Doch nichts ist kontraproduktiver als die im Milieu der politischen und medialen Eliten weit verbreitete Neigung, dem aus irgendeinem Grund jählings vertrottelten Wähler dafür die Schuld zuzuweisen, der zu blöd ist, mit seinem Spatzenhirn die Segnungen postnationaler Politik zu behirnen. Und dem dafür ordentlich eins mit der Nationalismuskeule übergebraten werden muss, damit er wieder zu Sinnen kommt und aufhört, die neuen Konkurrenten des bisherigen politischen Establishments zu wählen.
Dass die Wähler in fast ganz Europa wieder nationalistische Politiker und Politiken stärken, liegt nämlich in erster, zweiter und dritter Linie am weitgehenden Versagen jener Politiker, Politiken und übernationalen politischen Gebilde, die uns als dem engstirnigen, provinziellen und gestrigen Konzept der Nation in jeder Hinsicht überlegen angedreht worden sind.

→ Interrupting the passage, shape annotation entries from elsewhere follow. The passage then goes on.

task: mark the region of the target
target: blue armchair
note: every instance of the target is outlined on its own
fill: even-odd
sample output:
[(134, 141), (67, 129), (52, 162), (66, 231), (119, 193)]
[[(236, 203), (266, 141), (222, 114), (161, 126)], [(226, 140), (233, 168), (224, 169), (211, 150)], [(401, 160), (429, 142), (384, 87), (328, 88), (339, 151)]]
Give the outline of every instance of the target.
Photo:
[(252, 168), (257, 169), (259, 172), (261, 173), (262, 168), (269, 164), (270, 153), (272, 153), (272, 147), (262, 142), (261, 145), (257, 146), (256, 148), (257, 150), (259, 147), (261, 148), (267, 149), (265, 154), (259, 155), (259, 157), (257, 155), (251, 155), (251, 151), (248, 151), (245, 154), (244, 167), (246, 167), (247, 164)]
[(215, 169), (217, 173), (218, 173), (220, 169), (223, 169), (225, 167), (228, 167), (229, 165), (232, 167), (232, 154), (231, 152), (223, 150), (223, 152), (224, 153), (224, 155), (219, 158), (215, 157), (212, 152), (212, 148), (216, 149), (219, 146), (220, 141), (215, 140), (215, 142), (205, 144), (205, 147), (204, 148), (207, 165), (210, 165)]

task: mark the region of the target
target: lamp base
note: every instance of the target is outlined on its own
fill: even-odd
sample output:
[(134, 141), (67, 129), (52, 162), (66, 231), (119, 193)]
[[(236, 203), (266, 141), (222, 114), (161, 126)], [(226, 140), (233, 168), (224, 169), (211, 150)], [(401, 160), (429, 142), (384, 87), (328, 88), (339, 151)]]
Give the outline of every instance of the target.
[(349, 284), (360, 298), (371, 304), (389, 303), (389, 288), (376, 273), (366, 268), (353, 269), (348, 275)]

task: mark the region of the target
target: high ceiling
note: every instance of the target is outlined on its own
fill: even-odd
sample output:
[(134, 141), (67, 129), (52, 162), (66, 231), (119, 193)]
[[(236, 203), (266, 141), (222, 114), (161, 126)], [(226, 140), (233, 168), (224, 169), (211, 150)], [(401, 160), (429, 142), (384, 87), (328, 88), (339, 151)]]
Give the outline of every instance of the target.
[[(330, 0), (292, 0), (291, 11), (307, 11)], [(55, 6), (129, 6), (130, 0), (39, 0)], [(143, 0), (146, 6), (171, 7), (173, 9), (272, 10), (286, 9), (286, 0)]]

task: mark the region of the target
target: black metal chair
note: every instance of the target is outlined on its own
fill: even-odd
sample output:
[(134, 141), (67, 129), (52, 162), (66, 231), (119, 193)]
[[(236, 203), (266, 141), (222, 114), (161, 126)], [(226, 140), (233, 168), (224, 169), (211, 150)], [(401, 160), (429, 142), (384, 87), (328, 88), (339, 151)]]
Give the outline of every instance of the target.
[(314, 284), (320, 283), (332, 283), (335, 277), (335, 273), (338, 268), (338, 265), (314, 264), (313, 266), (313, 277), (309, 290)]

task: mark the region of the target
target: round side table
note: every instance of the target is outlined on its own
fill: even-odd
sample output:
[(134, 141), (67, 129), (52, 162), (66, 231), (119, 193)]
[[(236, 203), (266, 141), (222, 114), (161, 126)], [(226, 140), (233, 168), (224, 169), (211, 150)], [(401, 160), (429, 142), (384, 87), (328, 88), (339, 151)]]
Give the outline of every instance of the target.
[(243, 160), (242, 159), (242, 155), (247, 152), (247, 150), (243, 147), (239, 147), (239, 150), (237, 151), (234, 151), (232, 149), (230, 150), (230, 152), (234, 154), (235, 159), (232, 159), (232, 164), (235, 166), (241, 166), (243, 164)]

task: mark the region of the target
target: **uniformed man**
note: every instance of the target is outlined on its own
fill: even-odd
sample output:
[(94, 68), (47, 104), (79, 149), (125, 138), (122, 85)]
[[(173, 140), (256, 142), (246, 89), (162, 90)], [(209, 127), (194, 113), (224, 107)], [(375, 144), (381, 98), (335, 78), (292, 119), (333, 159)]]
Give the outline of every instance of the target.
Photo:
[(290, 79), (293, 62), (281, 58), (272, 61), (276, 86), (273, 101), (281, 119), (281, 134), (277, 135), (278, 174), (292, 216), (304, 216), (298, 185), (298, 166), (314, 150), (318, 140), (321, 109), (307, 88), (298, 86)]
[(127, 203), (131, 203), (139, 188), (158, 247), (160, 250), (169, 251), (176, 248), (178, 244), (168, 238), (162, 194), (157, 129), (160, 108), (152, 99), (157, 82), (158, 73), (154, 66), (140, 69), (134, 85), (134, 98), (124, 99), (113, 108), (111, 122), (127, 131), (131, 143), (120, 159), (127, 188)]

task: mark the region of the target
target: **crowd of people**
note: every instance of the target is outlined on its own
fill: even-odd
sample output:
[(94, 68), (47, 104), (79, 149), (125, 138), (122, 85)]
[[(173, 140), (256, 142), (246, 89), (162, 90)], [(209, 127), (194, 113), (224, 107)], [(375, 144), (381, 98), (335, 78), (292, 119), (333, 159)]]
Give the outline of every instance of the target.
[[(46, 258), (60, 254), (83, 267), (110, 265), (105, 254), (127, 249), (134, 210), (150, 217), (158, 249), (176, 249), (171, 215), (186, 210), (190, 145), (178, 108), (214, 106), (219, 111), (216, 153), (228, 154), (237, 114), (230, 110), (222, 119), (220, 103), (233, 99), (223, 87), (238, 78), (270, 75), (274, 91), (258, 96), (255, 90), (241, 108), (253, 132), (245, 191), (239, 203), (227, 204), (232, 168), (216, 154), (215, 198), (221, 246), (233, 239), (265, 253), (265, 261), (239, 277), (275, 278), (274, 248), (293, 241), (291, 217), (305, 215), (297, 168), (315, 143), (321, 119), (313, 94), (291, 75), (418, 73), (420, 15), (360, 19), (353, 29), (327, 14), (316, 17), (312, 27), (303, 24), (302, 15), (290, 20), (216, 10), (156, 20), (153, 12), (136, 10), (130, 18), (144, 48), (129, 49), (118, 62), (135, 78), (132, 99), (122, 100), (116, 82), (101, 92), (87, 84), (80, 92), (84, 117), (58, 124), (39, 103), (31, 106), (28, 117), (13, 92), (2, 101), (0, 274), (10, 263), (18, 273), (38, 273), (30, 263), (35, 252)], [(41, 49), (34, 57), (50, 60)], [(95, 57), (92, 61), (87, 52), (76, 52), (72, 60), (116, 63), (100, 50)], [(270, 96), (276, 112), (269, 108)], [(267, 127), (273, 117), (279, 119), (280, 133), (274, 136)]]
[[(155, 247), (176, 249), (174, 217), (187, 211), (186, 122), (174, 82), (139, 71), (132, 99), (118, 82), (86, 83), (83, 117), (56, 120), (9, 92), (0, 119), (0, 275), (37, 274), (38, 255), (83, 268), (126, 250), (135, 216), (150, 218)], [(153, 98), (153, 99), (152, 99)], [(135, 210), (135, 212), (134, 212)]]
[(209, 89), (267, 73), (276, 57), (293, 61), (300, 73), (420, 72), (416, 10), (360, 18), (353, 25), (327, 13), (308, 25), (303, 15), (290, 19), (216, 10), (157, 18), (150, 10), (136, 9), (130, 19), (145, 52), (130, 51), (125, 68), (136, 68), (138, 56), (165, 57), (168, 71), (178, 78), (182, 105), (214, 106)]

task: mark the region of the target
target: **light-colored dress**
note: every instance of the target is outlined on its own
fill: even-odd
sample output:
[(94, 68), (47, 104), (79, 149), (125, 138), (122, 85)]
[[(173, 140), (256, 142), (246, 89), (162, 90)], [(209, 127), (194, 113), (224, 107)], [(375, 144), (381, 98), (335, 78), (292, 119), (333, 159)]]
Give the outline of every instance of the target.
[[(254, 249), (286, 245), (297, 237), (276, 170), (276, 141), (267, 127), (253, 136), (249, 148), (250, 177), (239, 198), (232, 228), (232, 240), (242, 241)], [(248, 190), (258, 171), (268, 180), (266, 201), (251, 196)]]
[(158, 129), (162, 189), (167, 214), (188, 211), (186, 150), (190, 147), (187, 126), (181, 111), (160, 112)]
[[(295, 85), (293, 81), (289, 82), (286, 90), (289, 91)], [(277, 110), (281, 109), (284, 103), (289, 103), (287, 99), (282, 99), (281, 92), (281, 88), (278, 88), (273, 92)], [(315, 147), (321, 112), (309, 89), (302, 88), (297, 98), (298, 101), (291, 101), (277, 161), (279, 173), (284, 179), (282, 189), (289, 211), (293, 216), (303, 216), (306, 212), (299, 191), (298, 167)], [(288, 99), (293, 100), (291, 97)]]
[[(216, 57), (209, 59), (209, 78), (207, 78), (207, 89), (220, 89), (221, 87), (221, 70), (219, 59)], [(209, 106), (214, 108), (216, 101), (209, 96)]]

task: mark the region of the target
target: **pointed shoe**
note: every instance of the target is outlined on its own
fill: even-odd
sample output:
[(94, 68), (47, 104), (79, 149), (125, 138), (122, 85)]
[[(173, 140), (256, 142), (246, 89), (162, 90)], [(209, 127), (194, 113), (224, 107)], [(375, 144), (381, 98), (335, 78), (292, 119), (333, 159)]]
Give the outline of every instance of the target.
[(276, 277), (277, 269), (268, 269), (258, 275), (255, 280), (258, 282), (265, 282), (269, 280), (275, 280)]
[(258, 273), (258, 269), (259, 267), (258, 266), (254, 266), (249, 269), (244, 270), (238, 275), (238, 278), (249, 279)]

Hätte das wirklich funktioniert, kaum jemand weinte dem Nationalstaat heute eine Träne nach. Hat es aber nicht – und das gebiert neuen Nationalismus, nicht die Doofheit der Regierten. Am besten sieht man dieses Phänomen natürlich in der alles beherrschenden Völkerwanderung der Jahre 2015 ff. und ihren Folgen.
Wenn bis heute die (theoretisch) transnational organisierte Kontrolle des Zuzugs von Illegalen durch das Schengen-Abkommen noch immer nicht effizient funktioniert, wer kann es dann Deutschen, Österreichern oder Dänen verargen, dass sie sich ersatzhalber eben Kontrollen durch die Nationen an deren Grenzen wünschen? Das ist nicht „dumpfer Nationalismus“, sondern pragmatische Vernunft und ein legitimes Bedürfnis der Bevölkerung.
Politik, die den vermeintlich oder auch tatsächlich grassierenden neuen Nationalismus bekämpfen will, hat dazu nur eine einzige gute Option: das, was sie sich an die Stelle der nationalen Politik wünscht, so zum Funktionieren zu bringen, dass sich niemand mehr nach dem nationalen Weg zurücksehnt. Politische Publikumsbeschimpfungen hingegen werden da eher weniger hilfreich sein.